En 1938, habitant toujours Oilly-le-Vicomte, Abram Lubeslki est propriétaire d’une auto, « sujet polonais » comme l’indique le journal Ouest-Eclair (12/04/1938) : il a un accident à Lisieux avec une motocyclette, heureusement sans dégâts corporels.

Le 14 juin 1940, l’armée allemande d’occupation entre dans Paris, vidé des deux tiers de sa population. La ville cesse alors d’être la capitale du pays et devient le siège du commandement militaire allemand en France. Toute la Basse Normandie est occupée le 19 juin. Les troupes de la Wehrmacht arrivant de Falaise occupent Caen le mardi 20 juin 1940. La Feldkommandantur 723 s’installe à l’hôtel Malherbe, place Foch. Le 10 juillet 1940 le maréchal Pétain, investi des pleins pouvoirs par l’Assemblée nationale, abolit la République et s’octroie le lendemain le titre de « chef de l’Etat français ». Il lance la « révolution nationale » en rupture avec nombre de principes républicains (confusion des pouvoirs législatifs et exécutifs ; rejet du multipartisme, suppression des syndicats et du droit de grève, antisémitisme d’état…). En août huit divisions d’infanterie allemande – qu’il faut nourrir et loger – cantonnent dans la région. L’heure allemande remplace l’heure française.
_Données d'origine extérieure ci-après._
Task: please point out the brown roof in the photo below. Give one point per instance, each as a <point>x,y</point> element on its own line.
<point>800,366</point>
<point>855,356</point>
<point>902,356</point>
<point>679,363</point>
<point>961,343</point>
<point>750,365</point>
A la suite de la première ordonnance allemande prescrivant le recensement des Juifs en zone occupée, un fichier des Juifs est établi dans chaque préfecture et un premier « Statut des Juifs » est édicté le 3 octobre 1940 par le gouvernement de Vichy. Il est beaucoup plus draconien que l’ordonnance allemande (pour les Allemands, le Juif est défini par son appartenance à une religion, pour Vichy par son appartenance à une race). Les Juifs de nationalité française perdent, par ce décret du gouvernement de Vichy, leur statut de citoyens à part entière : à partir du 3 octobre 1940, la police française fait appliquer les ordonnances allemandes concernant l’obligation pour les Juifs de zone occupée d’avoir une carte d’identité portant la mention « Juif » : ils doivent se faire recenser dans les commissariats proches de leur domicile.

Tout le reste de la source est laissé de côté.